> when using closures you really don't want to be thinking about memory allocation
You don't have to think about this with Rust - and you don't need a GC either. The borrow checker will make sure that your closure doesn't outlive the variables it captures, which is what you need for correctness in this case.
> The borrow checker will make sure that your closure doesn't outlive the variables it captures, which is what you need for correctness in this case.
No, the borrow checker will merely give you an error when your closure may outlive the captured variables. This is often not useful, and is an impediment to being productive. As a programmer you don't want to be solving the same boring problem of memory management over and over again, unless perhaps when you're doing really low-level stuff and there is no other option.
How is it "not useful"? It's generally quite easy to resolve the ensuing lifetime problems: either use .clone() to copy the underlying values, or use Rc<>/Arc<> to provide shared control of the lifetimes involved. And it's far from a "boring problem"; quite often, being aware of how and why lifetime and mutability interact at a "low" level can inform higher-level design as well.
Reference counting doesn't solve all memory management problems. With closures you often end up with circular references.
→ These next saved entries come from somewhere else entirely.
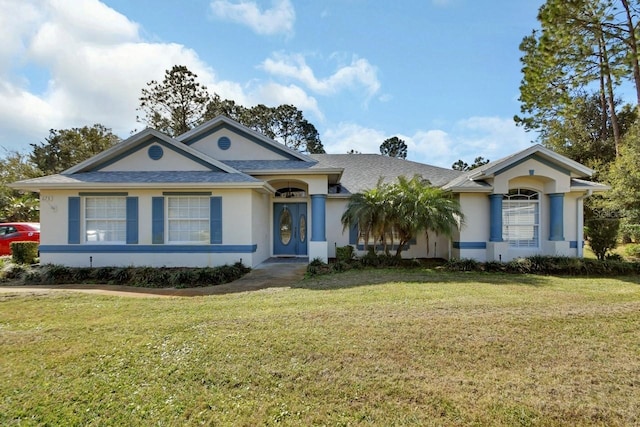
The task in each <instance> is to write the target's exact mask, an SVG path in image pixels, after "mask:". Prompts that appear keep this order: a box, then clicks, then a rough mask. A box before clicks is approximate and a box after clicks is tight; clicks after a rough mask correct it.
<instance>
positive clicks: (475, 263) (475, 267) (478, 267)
mask: <svg viewBox="0 0 640 427" xmlns="http://www.w3.org/2000/svg"><path fill="white" fill-rule="evenodd" d="M444 267H445V269H447V270H449V271H480V270H482V263H480V262H478V261H476V260H475V259H472V258H462V259H457V258H452V259H450V260H449V261H447V262H446V264H445V265H444Z"/></svg>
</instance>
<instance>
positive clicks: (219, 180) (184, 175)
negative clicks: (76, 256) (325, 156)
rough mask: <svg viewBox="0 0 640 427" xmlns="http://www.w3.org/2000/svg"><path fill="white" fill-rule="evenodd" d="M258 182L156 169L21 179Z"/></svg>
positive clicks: (161, 182) (235, 178) (69, 181)
mask: <svg viewBox="0 0 640 427" xmlns="http://www.w3.org/2000/svg"><path fill="white" fill-rule="evenodd" d="M203 182H205V183H256V182H261V181H260V180H259V179H256V178H254V177H252V176H249V175H246V174H242V173H227V172H209V171H187V172H181V171H154V172H83V173H76V174H71V175H62V174H58V175H49V176H43V177H40V178H33V179H27V180H24V181H19V184H27V185H34V186H36V185H56V184H64V185H68V184H83V183H94V184H95V183H114V184H118V183H123V184H124V183H126V184H129V183H131V184H136V183H145V184H162V183H185V184H188V183H203Z"/></svg>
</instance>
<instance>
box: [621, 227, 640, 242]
mask: <svg viewBox="0 0 640 427" xmlns="http://www.w3.org/2000/svg"><path fill="white" fill-rule="evenodd" d="M620 238H621V240H622V243H625V244H626V243H640V224H622V225H621V226H620Z"/></svg>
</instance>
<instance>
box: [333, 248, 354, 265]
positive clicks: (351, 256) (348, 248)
mask: <svg viewBox="0 0 640 427" xmlns="http://www.w3.org/2000/svg"><path fill="white" fill-rule="evenodd" d="M354 257H355V252H354V251H353V246H351V245H347V246H340V247H337V248H336V261H338V262H349V261H351V260H352V259H353V258H354Z"/></svg>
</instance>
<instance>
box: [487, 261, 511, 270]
mask: <svg viewBox="0 0 640 427" xmlns="http://www.w3.org/2000/svg"><path fill="white" fill-rule="evenodd" d="M484 271H486V272H488V273H503V272H505V271H507V266H506V264H505V263H504V262H502V261H488V262H485V263H484Z"/></svg>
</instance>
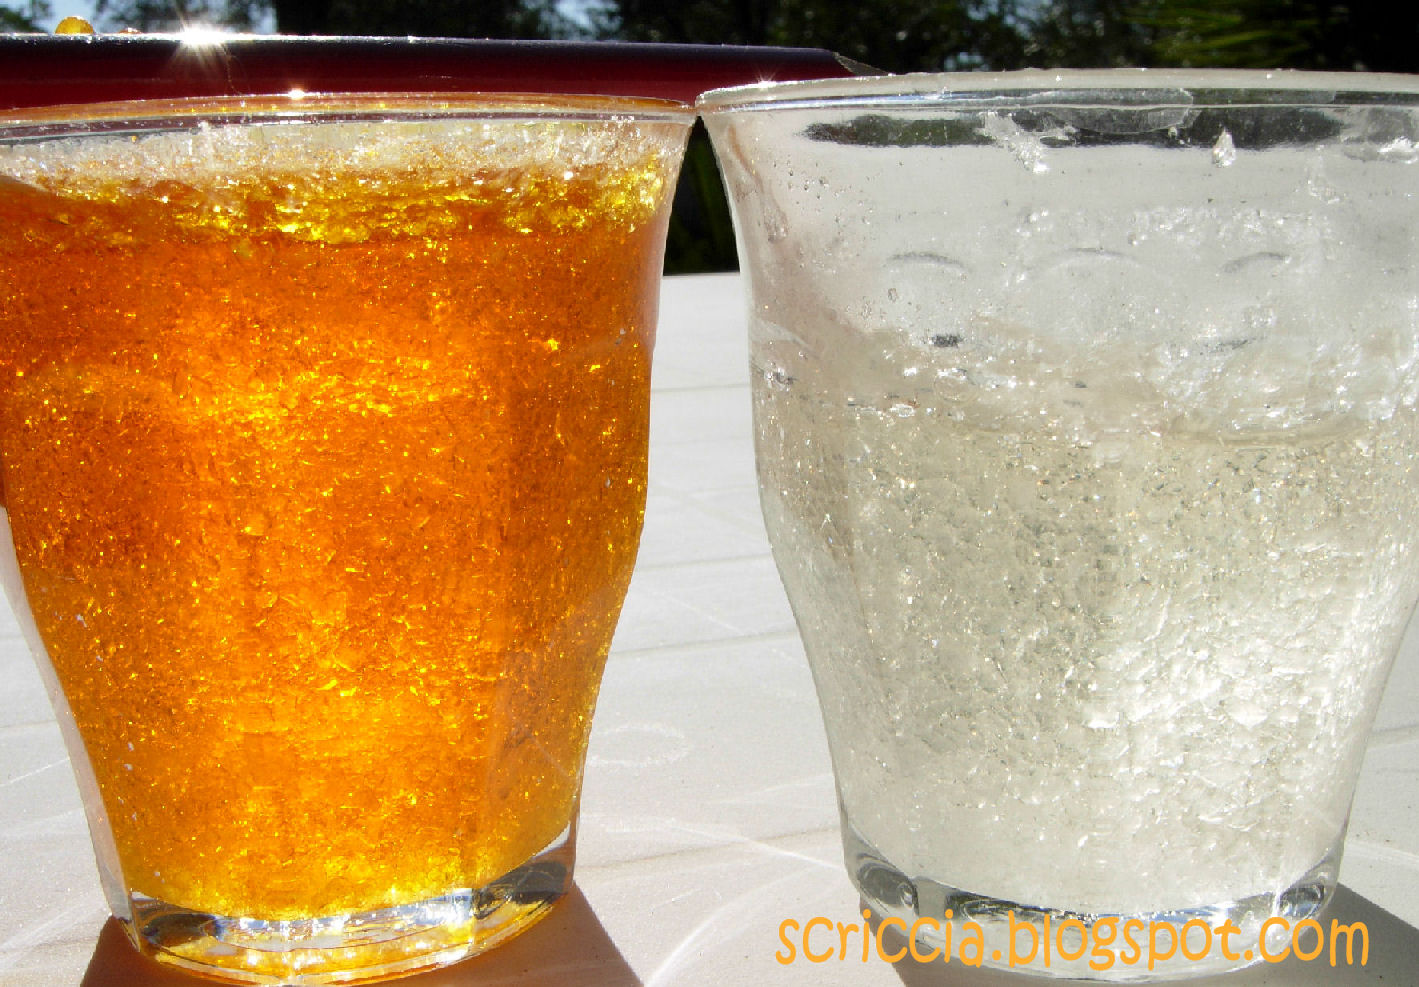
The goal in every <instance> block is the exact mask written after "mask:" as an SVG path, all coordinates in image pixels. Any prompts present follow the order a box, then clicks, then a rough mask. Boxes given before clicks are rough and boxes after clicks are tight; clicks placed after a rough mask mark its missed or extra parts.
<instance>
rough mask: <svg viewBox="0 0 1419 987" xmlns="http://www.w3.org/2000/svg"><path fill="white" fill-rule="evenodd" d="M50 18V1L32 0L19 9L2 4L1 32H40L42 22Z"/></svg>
mask: <svg viewBox="0 0 1419 987" xmlns="http://www.w3.org/2000/svg"><path fill="white" fill-rule="evenodd" d="M48 16H50V4H48V0H31V1H30V3H26V4H20V7H18V9H16V7H11V6H10V4H0V31H38V30H40V21H43V20H44V18H45V17H48Z"/></svg>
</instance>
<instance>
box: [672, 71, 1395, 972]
mask: <svg viewBox="0 0 1419 987" xmlns="http://www.w3.org/2000/svg"><path fill="white" fill-rule="evenodd" d="M700 108H701V112H702V113H704V116H705V121H707V123H708V128H710V133H711V138H712V140H714V145H715V149H717V153H718V156H719V162H721V167H722V170H724V173H725V176H727V182H728V187H729V194H731V200H732V207H734V211H735V218H736V224H738V235H739V245H741V260H742V265H744V268H745V272H746V281H748V292H749V311H751V352H752V357H751V359H752V370H753V373H752V377H753V410H755V437H756V452H758V464H759V479H761V492H762V505H763V513H765V518H766V523H768V530H769V536H771V539H772V542H773V549H775V557H776V560H778V566H779V571H780V574H782V579H783V583H785V586H786V589H788V593H789V598H790V601H792V604H793V610H795V614H796V618H797V625H799V630H800V632H802V637H803V641H805V647H806V651H807V655H809V661H810V662H812V668H813V675H815V679H816V685H817V691H819V696H820V701H822V708H823V718H824V722H826V727H827V736H829V743H830V750H832V756H833V767H834V774H836V781H837V791H839V800H840V808H841V824H843V840H844V848H846V858H847V866H849V871H850V874H851V878H853V881H854V882H856V885H857V888H858V889H860V892H861V895H863V899H864V900H866V902H867V903H868V905H870V906H871V908H873V909H874V910H876V912H877V915H878V916H885V918H888V919H891V918H894V919H895V920H898V922H901V923H902V927H908V926H910V929H911V930H912V932H914V933H915V935H917V937H918V939H922V940H925V942H931V943H935V944H937V946H941V944H942V940H945V942H946V943H949V942H951V939H948V936H949V935H952V933H954V935H955V942H956V943H958V944H959V943H961V942H962V939H964V937H966V936H971V935H975V932H979V935H981V937H982V939H983V949H982V952H983V953H985V957H983V959H985V961H986V964H998V966H1020V964H1017V963H1015V960H1016V959H1017V957H1019V956H1022V954H1025V953H1027V952H1029V949H1030V943H1032V942H1033V943H1036V944H1040V943H1044V953H1043V954H1036V957H1034V960H1033V963H1030V964H1029V969H1030V971H1033V973H1040V974H1053V976H1087V977H1098V978H1134V977H1148V976H1185V974H1186V976H1193V974H1200V973H1206V971H1212V970H1219V969H1229V967H1235V966H1244V964H1246V963H1249V961H1254V960H1257V959H1261V946H1263V944H1264V943H1263V940H1261V939H1260V937H1261V936H1267V937H1270V939H1269V942H1273V946H1274V937H1276V936H1279V935H1284V930H1286V927H1287V925H1286V923H1294V922H1297V920H1300V919H1303V918H1305V916H1311V915H1313V913H1315V912H1317V910H1318V909H1320V908H1321V906H1323V905H1324V902H1325V900H1327V899H1328V898H1330V895H1331V892H1332V891H1334V888H1335V881H1337V869H1338V865H1340V858H1341V849H1342V844H1344V837H1345V824H1347V815H1348V811H1349V804H1351V797H1352V791H1354V787H1355V779H1357V774H1358V770H1359V764H1361V759H1362V754H1364V750H1365V740H1366V735H1368V730H1369V725H1371V722H1372V719H1374V716H1375V710H1376V705H1378V701H1379V696H1381V691H1382V686H1384V682H1385V676H1386V672H1388V669H1389V665H1391V662H1392V659H1393V657H1395V652H1396V651H1398V645H1399V640H1401V635H1402V632H1403V630H1405V625H1406V623H1408V620H1409V615H1410V613H1412V610H1413V607H1415V601H1416V597H1419V484H1415V475H1416V471H1419V407H1416V406H1419V81H1416V79H1415V78H1408V77H1376V75H1325V74H1283V72H1226V74H1216V72H1213V74H1209V72H1196V71H1192V72H1172V71H1093V72H1025V74H1005V75H925V77H920V75H918V77H898V78H878V79H858V81H846V82H841V81H840V82H822V84H813V82H809V84H789V85H768V87H745V88H738V89H727V91H719V92H714V94H708V95H707V96H704V98H702V99H701V102H700ZM1269 919H1279V920H1274V922H1270V923H1269V922H1267V920H1269ZM1130 922H1134V923H1135V925H1128V923H1130ZM972 923H973V925H975V929H972ZM1149 923H1169V925H1172V926H1174V930H1175V932H1178V933H1186V937H1185V939H1182V940H1181V943H1182V944H1181V947H1179V949H1178V950H1176V954H1175V956H1174V957H1172V959H1168V960H1166V961H1159V963H1156V964H1154V963H1152V961H1151V960H1149V961H1148V963H1147V966H1145V964H1144V963H1139V961H1138V960H1134V963H1130V961H1128V953H1127V946H1125V932H1128V930H1132V932H1134V933H1135V939H1139V940H1141V939H1142V935H1144V933H1141V932H1139V930H1141V929H1148V927H1149ZM1227 923H1232V926H1235V929H1236V930H1239V932H1237V935H1235V936H1233V937H1232V939H1230V940H1227V942H1226V943H1222V944H1219V943H1218V936H1216V932H1218V930H1220V929H1225V927H1226V926H1227ZM1051 936H1053V939H1051ZM1110 942H1112V946H1111V947H1108V949H1104V950H1103V952H1098V950H1100V947H1101V946H1108V943H1110ZM1208 943H1212V947H1210V950H1209V949H1208V947H1206V946H1208ZM1142 944H1144V947H1145V952H1147V943H1145V942H1144V943H1142ZM1051 946H1053V947H1054V949H1056V952H1054V953H1053V954H1051V952H1050V949H1051ZM948 949H949V946H948ZM1243 949H1244V952H1243ZM1081 950H1083V953H1081ZM1091 950H1093V952H1091ZM1121 950H1122V952H1121ZM1061 953H1066V954H1070V956H1073V957H1074V959H1073V960H1070V959H1066V956H1061ZM1227 953H1232V954H1230V956H1227ZM1273 953H1274V949H1273ZM1051 956H1053V959H1050V957H1051Z"/></svg>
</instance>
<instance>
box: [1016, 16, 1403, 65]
mask: <svg viewBox="0 0 1419 987" xmlns="http://www.w3.org/2000/svg"><path fill="white" fill-rule="evenodd" d="M1025 28H1026V35H1027V38H1029V41H1027V45H1026V50H1027V55H1029V60H1030V61H1032V62H1033V64H1039V65H1073V67H1103V65H1152V67H1161V65H1179V67H1193V68H1310V69H1330V71H1352V69H1368V71H1391V72H1413V71H1416V69H1419V6H1415V4H1393V3H1392V1H1384V3H1381V1H1376V0H1230V1H1229V3H1208V1H1206V0H1049V1H1047V3H1044V4H1043V6H1042V7H1040V10H1039V11H1037V14H1036V16H1034V17H1032V18H1030V20H1029V21H1027V23H1026V24H1025Z"/></svg>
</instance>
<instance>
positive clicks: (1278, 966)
mask: <svg viewBox="0 0 1419 987" xmlns="http://www.w3.org/2000/svg"><path fill="white" fill-rule="evenodd" d="M1331 919H1335V920H1337V922H1340V923H1341V925H1342V926H1347V925H1351V923H1355V922H1362V923H1364V925H1365V929H1366V930H1368V933H1369V956H1368V961H1366V963H1365V966H1359V959H1361V953H1359V944H1358V942H1357V949H1355V957H1354V959H1355V964H1354V966H1345V956H1344V946H1341V949H1340V950H1338V961H1340V963H1338V966H1334V967H1332V966H1331V964H1330V954H1328V952H1323V953H1321V954H1320V956H1318V957H1317V959H1314V960H1310V961H1303V960H1297V959H1296V957H1294V956H1291V957H1288V959H1286V960H1283V961H1281V963H1259V964H1256V966H1252V967H1247V969H1246V970H1239V971H1236V973H1227V974H1222V976H1215V977H1198V978H1193V980H1183V981H1181V983H1182V984H1186V987H1365V986H1368V984H1385V987H1395V986H1396V984H1412V983H1416V980H1415V977H1416V976H1419V974H1416V970H1415V966H1416V957H1419V929H1415V927H1413V926H1410V925H1408V923H1405V922H1402V920H1401V919H1398V918H1395V916H1393V915H1391V913H1389V912H1386V910H1384V909H1382V908H1379V906H1378V905H1375V903H1374V902H1371V900H1366V899H1365V898H1361V896H1359V895H1357V893H1355V892H1352V891H1351V889H1349V888H1345V886H1341V888H1338V889H1337V891H1335V898H1334V899H1332V900H1331V903H1330V906H1328V908H1327V909H1325V913H1324V915H1321V916H1320V922H1321V926H1323V927H1324V929H1327V930H1328V929H1330V927H1331V926H1330V922H1331ZM874 926H876V923H874ZM905 942H907V940H905V939H904V937H902V936H901V935H900V933H897V930H895V929H888V930H887V932H885V933H884V935H883V947H884V950H885V952H888V953H895V952H897V950H898V949H900V947H902V946H905ZM1301 943H1303V944H1304V946H1307V947H1310V944H1308V940H1307V939H1303V940H1301ZM1341 943H1344V940H1341ZM894 969H895V970H897V976H898V977H901V983H902V984H904V987H1034V986H1036V984H1049V983H1050V981H1049V980H1046V978H1040V977H1037V976H1025V974H1023V973H1010V971H1000V970H981V969H975V967H968V966H961V964H958V963H956V961H955V959H952V961H951V963H949V964H946V963H939V961H938V963H915V961H912V960H910V959H908V960H905V961H901V963H895V964H894ZM1059 983H1098V981H1080V980H1066V981H1059Z"/></svg>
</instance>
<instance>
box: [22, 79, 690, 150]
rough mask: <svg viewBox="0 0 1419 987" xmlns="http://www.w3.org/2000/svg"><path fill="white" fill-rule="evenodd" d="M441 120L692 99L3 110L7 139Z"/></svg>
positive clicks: (622, 108)
mask: <svg viewBox="0 0 1419 987" xmlns="http://www.w3.org/2000/svg"><path fill="white" fill-rule="evenodd" d="M438 119H448V121H455V119H485V121H492V119H501V121H519V119H521V121H585V122H597V121H604V122H636V123H656V122H664V123H675V122H684V123H685V125H690V123H691V122H694V119H695V109H694V106H691V105H690V104H684V102H678V101H674V99H661V98H656V96H622V95H593V94H548V92H305V91H302V89H292V91H289V92H284V94H274V95H244V96H240V95H233V96H173V98H160V99H126V101H119V102H95V104H60V105H53V106H33V108H24V109H4V111H0V140H14V139H23V138H35V136H64V135H72V136H77V135H82V133H101V132H114V130H146V129H175V128H186V126H199V125H201V123H209V125H240V123H263V122H270V123H278V122H302V121H304V122H316V121H329V122H380V121H386V122H392V121H409V122H413V121H438Z"/></svg>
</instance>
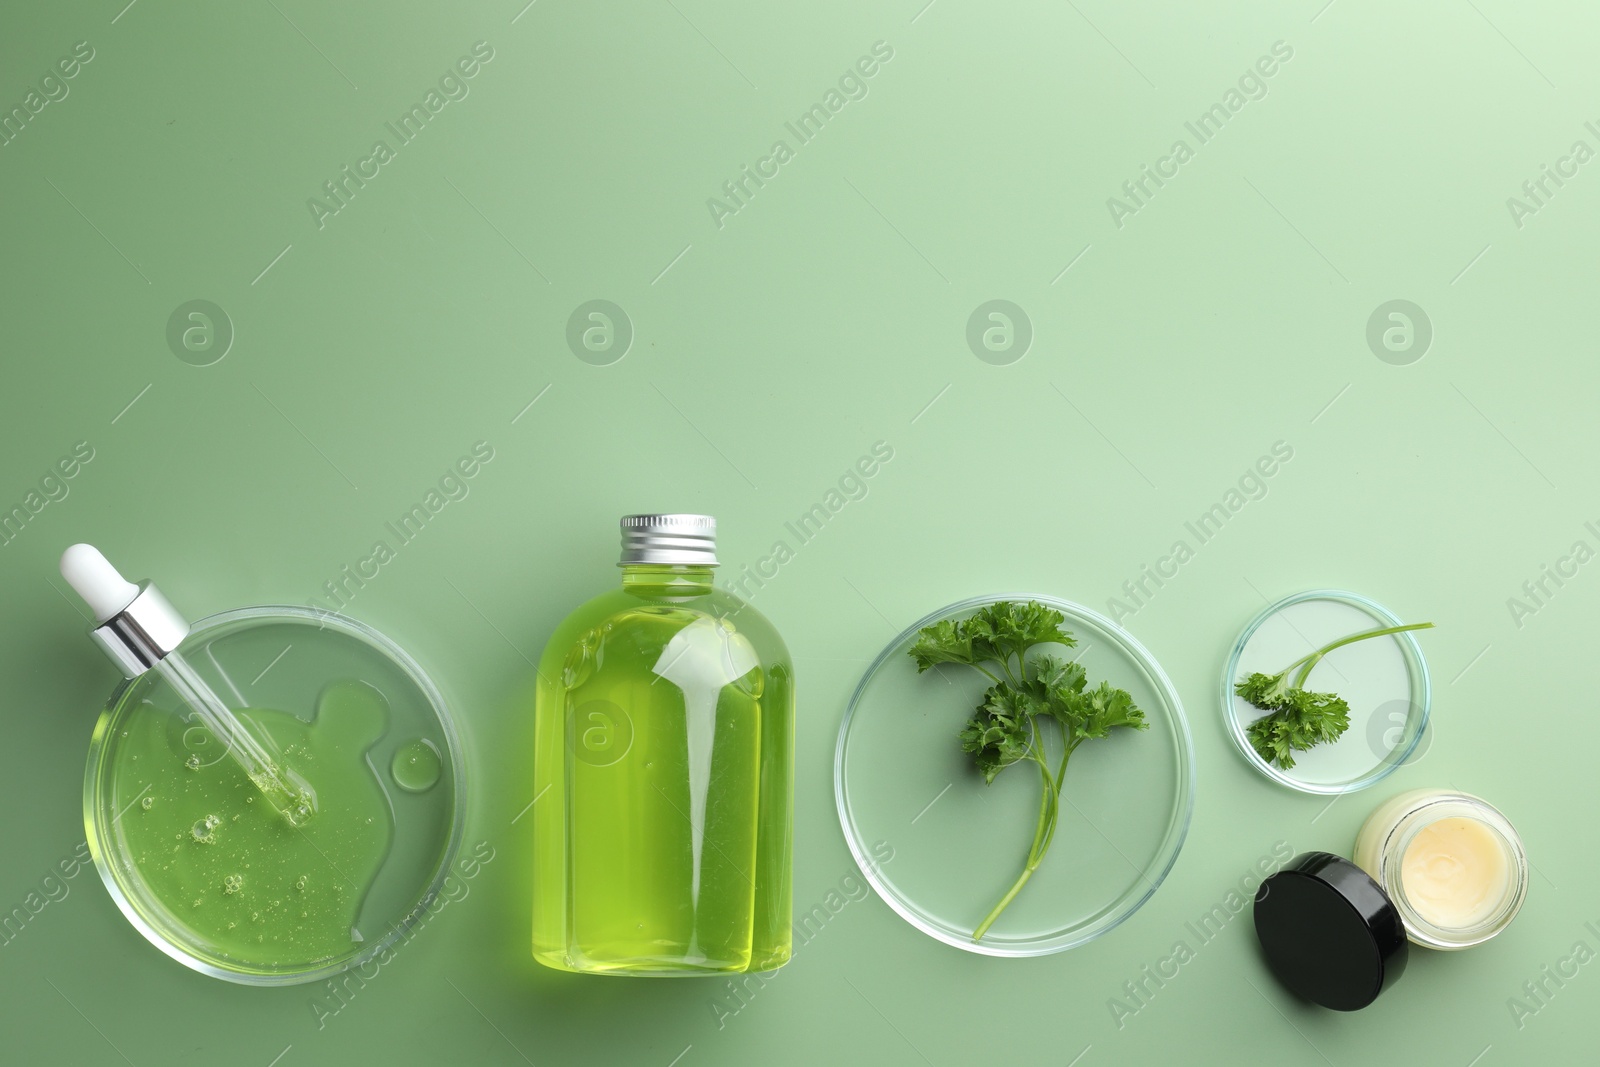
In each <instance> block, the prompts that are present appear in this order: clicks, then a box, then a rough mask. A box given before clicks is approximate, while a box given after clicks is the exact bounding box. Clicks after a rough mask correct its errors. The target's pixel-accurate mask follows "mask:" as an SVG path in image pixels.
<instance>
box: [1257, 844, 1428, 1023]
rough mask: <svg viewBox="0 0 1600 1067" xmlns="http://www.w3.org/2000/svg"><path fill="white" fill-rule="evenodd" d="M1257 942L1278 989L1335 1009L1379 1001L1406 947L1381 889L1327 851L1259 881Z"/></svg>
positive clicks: (1366, 875)
mask: <svg viewBox="0 0 1600 1067" xmlns="http://www.w3.org/2000/svg"><path fill="white" fill-rule="evenodd" d="M1256 937H1259V939H1261V949H1262V952H1264V953H1266V957H1267V966H1270V968H1272V973H1274V974H1275V976H1277V977H1278V981H1280V982H1283V985H1286V987H1288V989H1290V990H1291V992H1294V993H1298V995H1301V997H1304V998H1306V1000H1309V1001H1312V1003H1317V1005H1322V1006H1323V1008H1333V1009H1336V1011H1355V1009H1358V1008H1365V1006H1366V1005H1370V1003H1373V1001H1374V1000H1378V995H1379V993H1381V992H1384V990H1386V989H1387V987H1389V985H1390V984H1394V981H1395V979H1397V977H1400V974H1402V973H1405V961H1406V957H1408V947H1410V942H1408V941H1406V936H1405V925H1403V923H1402V921H1400V912H1397V910H1395V905H1394V902H1392V901H1390V899H1389V896H1387V894H1386V893H1384V891H1382V886H1379V885H1378V883H1376V881H1373V880H1371V877H1368V873H1366V872H1365V870H1362V869H1360V867H1357V865H1355V864H1352V862H1350V861H1347V859H1342V857H1339V856H1334V854H1331V853H1302V854H1301V856H1296V857H1294V861H1293V862H1290V865H1288V867H1285V869H1283V870H1280V872H1277V873H1275V875H1272V877H1270V878H1267V880H1266V881H1262V883H1261V889H1259V891H1258V893H1256Z"/></svg>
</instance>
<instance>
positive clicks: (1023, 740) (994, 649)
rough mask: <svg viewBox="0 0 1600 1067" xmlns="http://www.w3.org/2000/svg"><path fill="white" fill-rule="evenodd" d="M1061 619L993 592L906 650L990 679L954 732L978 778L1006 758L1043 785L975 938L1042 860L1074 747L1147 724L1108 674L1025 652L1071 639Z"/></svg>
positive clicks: (993, 922) (1013, 897)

And yes, in probably 99% of cases you can actually find a way out of a memory management problem in Rust if you think hard enough.
But my point is that quite often you don't want to think about memory management. Rust doesn't help here. Rust advertises that it solves memory management problems, but in reality that only holds up to a point. So use Rust for your OS or your low-level server, but don't think it is a panacea.
> With closures you often end up with circular references.
In that case, you can manually lift the data object involved into a function argument, as opposed to a variable capture - with its ownership being thus managed explicitly. This is generally an improvement in design.
Of course, Rust does only solve memory management problems "to a point"; there are cases where fully general GC is pretty much a necessity. But even most uses of closures - a fairly high-level language feature, all things considered - don't require this in many cases.
You don't have to think about this with Rust - and you don't need a GC either. The borrow checker will make sure that your closure doesn't outlive the variables it captures, which is what you need for correctness in this case.